As college students spend the summer working or taking summer courses, now is the time to work on establishing financial independence before they graduate.
Having a strong credit history can help students apply for loans or credit, get an apartment or even land a job. Students who start now can establish strong credit for long-term benefits.
Student credit cards can be a powerful tool in the college student’s credit arsenal. Here’s how student credit cards work.
How Student Credit Cards Work
Student credit cards work just like traditional credit cards: they can be used to make purchases up to an established credit limit, and purchases that aren’t paid off quickly accrue interest charges. Credit card activity is reported to the credit bureaus in the cardholder’s name, which can positively impact students’ credit history over time.
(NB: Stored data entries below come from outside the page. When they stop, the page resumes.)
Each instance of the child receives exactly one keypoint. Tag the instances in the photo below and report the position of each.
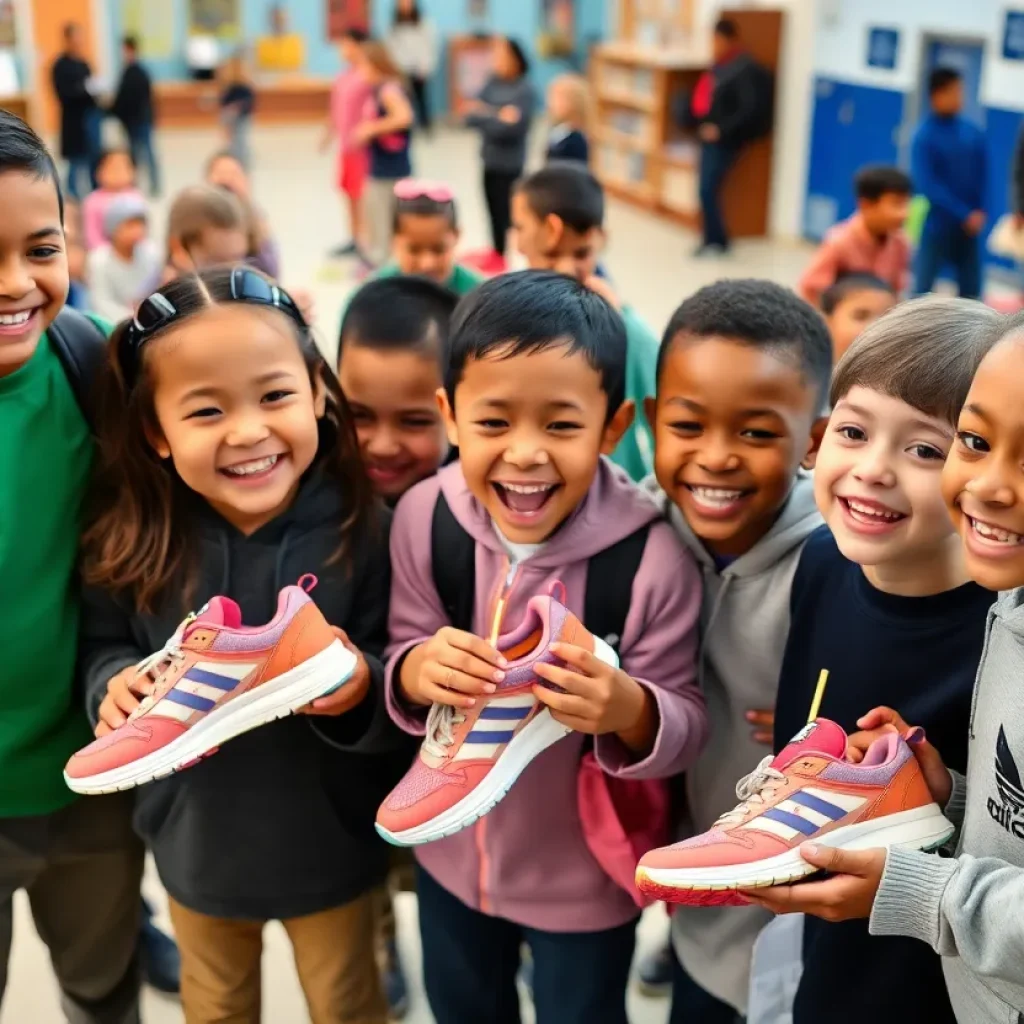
(171, 527)
(78, 858)
(568, 96)
(534, 394)
(238, 102)
(950, 167)
(426, 232)
(225, 171)
(123, 271)
(883, 600)
(349, 94)
(558, 213)
(502, 114)
(853, 303)
(742, 373)
(116, 176)
(385, 129)
(393, 342)
(870, 242)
Students with a limited credit history can have an easier time qualifying for a student card than a traditional card, but approval isn’t guaranteed. Typically, the student needs to pass a credit check and prove they are currently enrolled in college; applicants under 21 must show proof of income to pay their bill.
Benefits Provide Additional Value
Some cards offer additional benefits that can be valuable to the cash-strapped student. Some cards earn cash back on purchases with additional rewards for specific categories like gas or restaurants. Some cards offer additional cash back or statement credits when students maintain a good grade-point average. Low introductory interest rates can help students avoid interest on purchases or balance transfers for a limited time.
When evaluating cards, students shouldn’t forget to look at annual fees, interest rates and other costs. Ideally, they should avoid unnecessary fees and find the lowest interest rate they can.
Using the Card Responsibly
The most important thing students can do is pay their credit card bill on time. This helps establish a record of timely payments, which is important for credit. After a period of timely payments, cardholders may be able to transition to a traditional credit card or raise their credit limit.
Ideally, cardholders should pay off their entire credit card balance every month, avoiding interest charges and accumulated debt. A low balance also can avoid a high credit utilization rate, which can negatively impact credit.
If you have trouble with money or paying your bills on time, hold off on getting a credit card for now. Using a card irresponsibly can get you into hot water and leave your credit worse off than when you started.